About an hour after I arrived at the tiny church, the funeral began. I looked around the room and children under the age of 12 made up 90% of those who were in attendance. My mind then shifted from grieving for the little girl in the blue box to grieving for each little body seated on those rickety benches in front of me. I grieved for their minds, their hearts, and their eyes. I grieved for the childhood had been robbed from them each time one of their brothers or sisters died. I grieved for the loss of innocence for they too felt the same weight of death pressing down on them as I felt inside those four cement walls. I so desperately wanted to envelope each and every one of them and never let go until I knew their world would be safe again.
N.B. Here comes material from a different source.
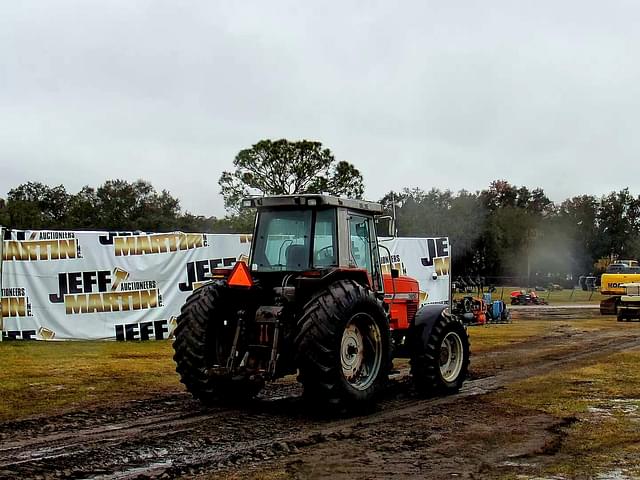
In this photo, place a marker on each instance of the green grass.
(604, 397)
(51, 377)
(555, 297)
But the reality is, it won’t and I can’t. I could try with every fiber of my being but I am inadequate. Only God can comfort the hurting so deeply they begin to believe in His promises again and feel safe even when the rest of the world around them is crumbling. He would have to do that for each and every one of these kids. I have no doubt He will. His hand of protection can be seen all over their lives the past few years and He is not about to stop now. I can rest in knowing that.
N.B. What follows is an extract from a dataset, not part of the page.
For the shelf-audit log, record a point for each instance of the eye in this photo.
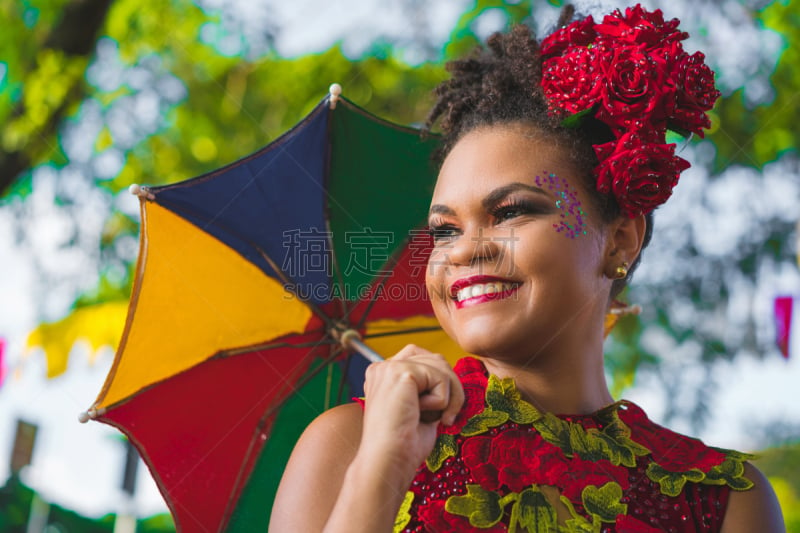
(441, 232)
(513, 210)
I say all of that to say this. Death is hard in any country, for everyone, from every walk of life. I find what gets me the most is the death that is preventable being the hardest to swallow. The death that seemed otherwise unnecessary had a situation been different. This my friends, is why we are answering God’s call to start Promise Harbor Family Center. All children deserve to be loved and valued. A child should never be described as having been “forgotten” or “slipped through the cracks.” I will do everything in my power to empower families of special needs children to realize the value and the gift that they have been given. I will uplift them to strive for nothing but they best for themselves and the children God has given them. I will allow myself to be spent on behalf of my Savior so that children like Belinda do not even have to find themselves wasting away in institutions but rather surviving and thriving right in their own homes. Because of Belinda I will press on harder than ever towards following the call that has been given to me and march on in complete obedience to Christ.